Ancak Simurg’un yuvası, etekleri bulutların üzerinde olan Kaf Dağının tepesindeymiş. Oraya varmak için ise yedi dipsiz vadiyi aşmak gerekirmiş, hepsi birbirinden çetin yedi vadi… İstek, aşk, marifet, istisna, tevhid, hayret ve yokluk vadileri…
Kuşlar, hep birlikte göğe doğru uçmaya başlamışlar. İsteği ve sebatı az olanlar, dünyevi şeylere takılanlar yolda birer birer dökülmüşler. Yorulanlar ve düşenler olmuş… “Aşk Denizi’nden geçmişler önce… “Ayrılık Vadisinden uçmuşlar…”. “Hırs Ovası”nı aşıp, “Kıskançlık Gölü”ne sapmışlar… Kuşların kimi “Aşk Denizine dalmış, kimi “Ayrılık Vadisinde kopmuş sürüden… Kimi hırslanıp düşmüş ovaya, kimi kıskanıp batmış göle…
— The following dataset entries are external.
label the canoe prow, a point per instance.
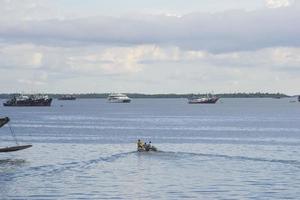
(14, 148)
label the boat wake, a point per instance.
(294, 163)
(79, 166)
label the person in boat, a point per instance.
(3, 121)
(140, 144)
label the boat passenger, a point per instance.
(140, 144)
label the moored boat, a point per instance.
(18, 147)
(118, 98)
(31, 100)
(209, 99)
(67, 97)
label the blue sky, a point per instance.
(150, 46)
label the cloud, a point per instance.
(221, 32)
(278, 3)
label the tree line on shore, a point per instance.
(171, 95)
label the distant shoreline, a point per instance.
(139, 95)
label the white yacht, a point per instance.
(118, 98)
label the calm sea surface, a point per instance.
(85, 149)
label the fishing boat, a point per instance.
(145, 147)
(209, 99)
(31, 100)
(67, 97)
(118, 98)
(152, 148)
(18, 147)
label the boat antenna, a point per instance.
(13, 134)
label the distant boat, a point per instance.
(67, 97)
(31, 100)
(209, 99)
(118, 98)
(18, 147)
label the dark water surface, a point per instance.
(84, 149)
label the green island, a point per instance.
(170, 95)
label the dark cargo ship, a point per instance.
(67, 97)
(31, 100)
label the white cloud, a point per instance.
(278, 3)
(221, 32)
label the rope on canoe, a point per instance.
(13, 134)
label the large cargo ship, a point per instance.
(31, 100)
(67, 97)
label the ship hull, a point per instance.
(119, 101)
(42, 102)
(206, 101)
(67, 98)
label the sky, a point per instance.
(157, 46)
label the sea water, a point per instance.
(85, 149)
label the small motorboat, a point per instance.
(147, 149)
(14, 148)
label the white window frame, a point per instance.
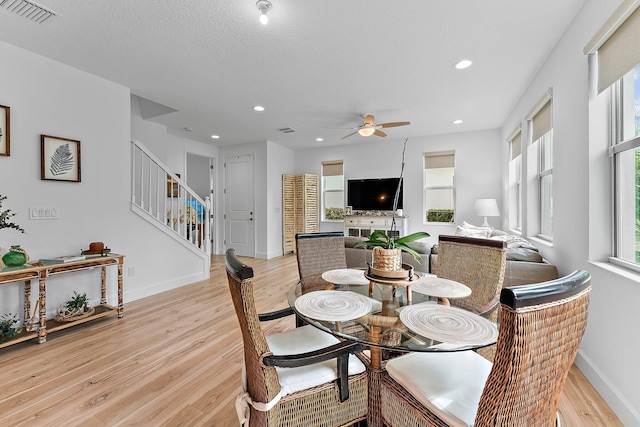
(427, 187)
(515, 181)
(543, 170)
(324, 191)
(619, 146)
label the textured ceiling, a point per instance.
(315, 66)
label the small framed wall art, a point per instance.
(60, 159)
(5, 135)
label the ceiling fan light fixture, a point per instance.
(465, 63)
(264, 6)
(367, 131)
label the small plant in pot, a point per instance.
(6, 326)
(74, 307)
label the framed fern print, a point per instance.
(60, 159)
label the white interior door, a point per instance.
(239, 209)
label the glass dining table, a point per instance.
(394, 315)
(390, 316)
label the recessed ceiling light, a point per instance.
(461, 65)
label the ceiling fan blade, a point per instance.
(368, 120)
(351, 134)
(393, 124)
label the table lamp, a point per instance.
(485, 208)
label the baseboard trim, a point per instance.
(156, 288)
(623, 409)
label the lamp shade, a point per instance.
(486, 207)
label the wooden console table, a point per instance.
(41, 271)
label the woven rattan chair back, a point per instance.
(262, 381)
(541, 327)
(477, 263)
(317, 253)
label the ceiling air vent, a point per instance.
(286, 130)
(29, 10)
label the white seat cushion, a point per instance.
(449, 384)
(301, 340)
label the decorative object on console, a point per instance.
(485, 208)
(5, 136)
(15, 257)
(96, 248)
(59, 159)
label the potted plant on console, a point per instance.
(387, 249)
(75, 308)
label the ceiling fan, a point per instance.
(368, 127)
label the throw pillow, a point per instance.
(470, 230)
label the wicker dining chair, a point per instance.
(300, 377)
(478, 263)
(541, 327)
(317, 253)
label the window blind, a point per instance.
(516, 145)
(332, 168)
(444, 159)
(617, 44)
(542, 121)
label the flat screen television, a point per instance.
(373, 194)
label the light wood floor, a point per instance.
(173, 360)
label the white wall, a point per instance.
(609, 351)
(47, 97)
(478, 163)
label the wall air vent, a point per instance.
(29, 10)
(286, 130)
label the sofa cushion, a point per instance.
(523, 254)
(350, 241)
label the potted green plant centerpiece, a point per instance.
(387, 250)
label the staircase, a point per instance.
(163, 199)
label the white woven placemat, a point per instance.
(450, 325)
(333, 305)
(441, 288)
(345, 276)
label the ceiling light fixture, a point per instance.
(367, 130)
(465, 63)
(264, 6)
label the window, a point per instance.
(626, 166)
(439, 187)
(332, 190)
(541, 127)
(618, 70)
(515, 181)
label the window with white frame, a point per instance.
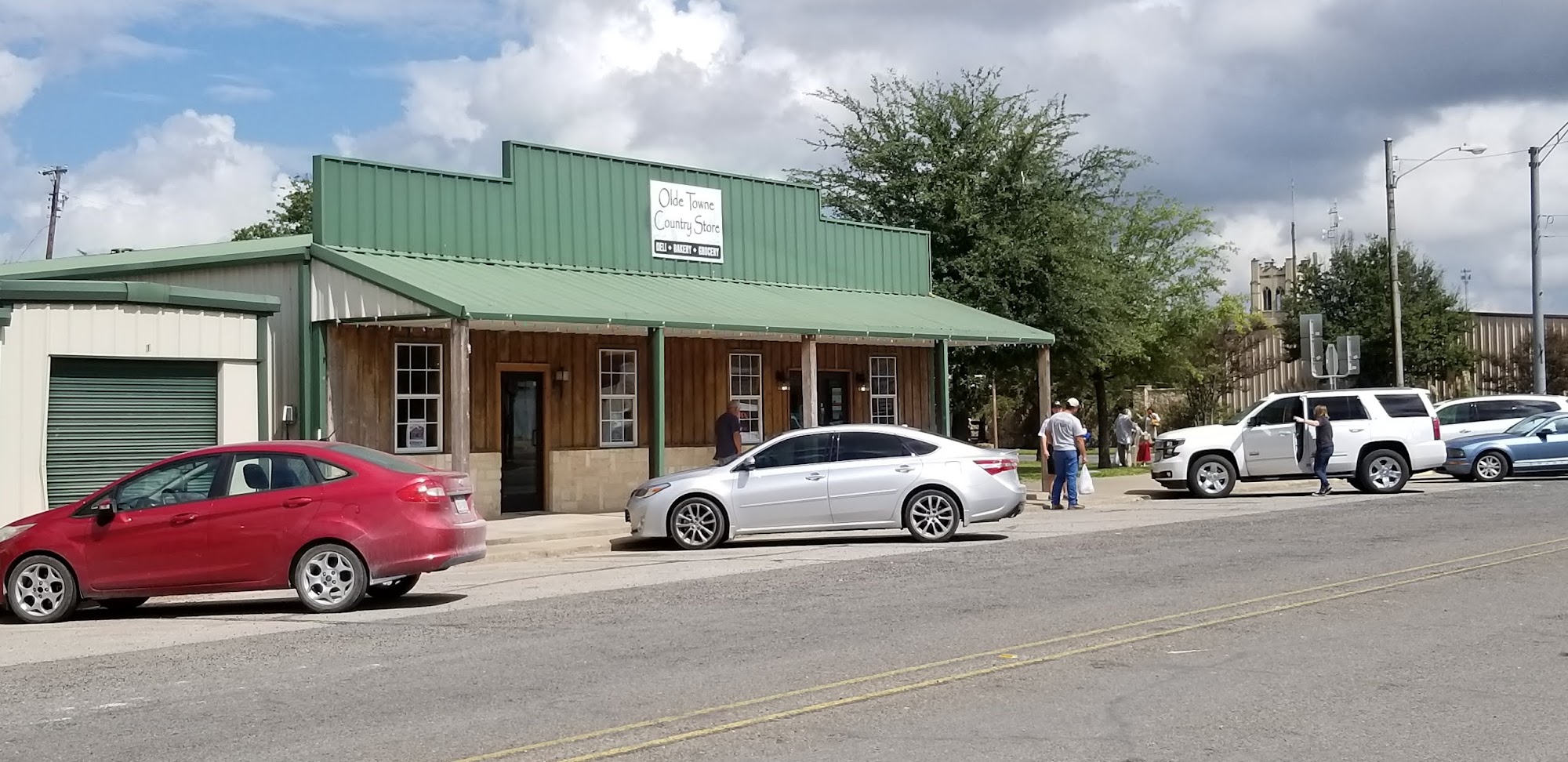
(418, 399)
(746, 390)
(617, 397)
(885, 391)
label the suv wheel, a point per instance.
(1382, 473)
(1211, 476)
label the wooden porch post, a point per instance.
(945, 391)
(656, 427)
(808, 382)
(460, 435)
Önce Bülbül geri dönmüş, güle olan aşkını hatırlayıp. Papağan o güzelim tüylerini bahane etmiş. Kartal, yükseklerdeki krallığını bırakamamış. Baykuş yıkıntılarını özlemiş. Balıkçıl kuşu bataklığını. Yedi vadi üzerinden uçtukça sayıları gittikçe azalmış. Ve nihayet beş vadiden geçtikten sonra gelen Altıncı Vadi “Şaşkınlık” ve sonuncusu Yedinci Vadi “Yokoluş”ta bütün kuşlar umutlarını yitirmiş… Kaf Dağına vardıklarında geriye otuz kuş kalmış.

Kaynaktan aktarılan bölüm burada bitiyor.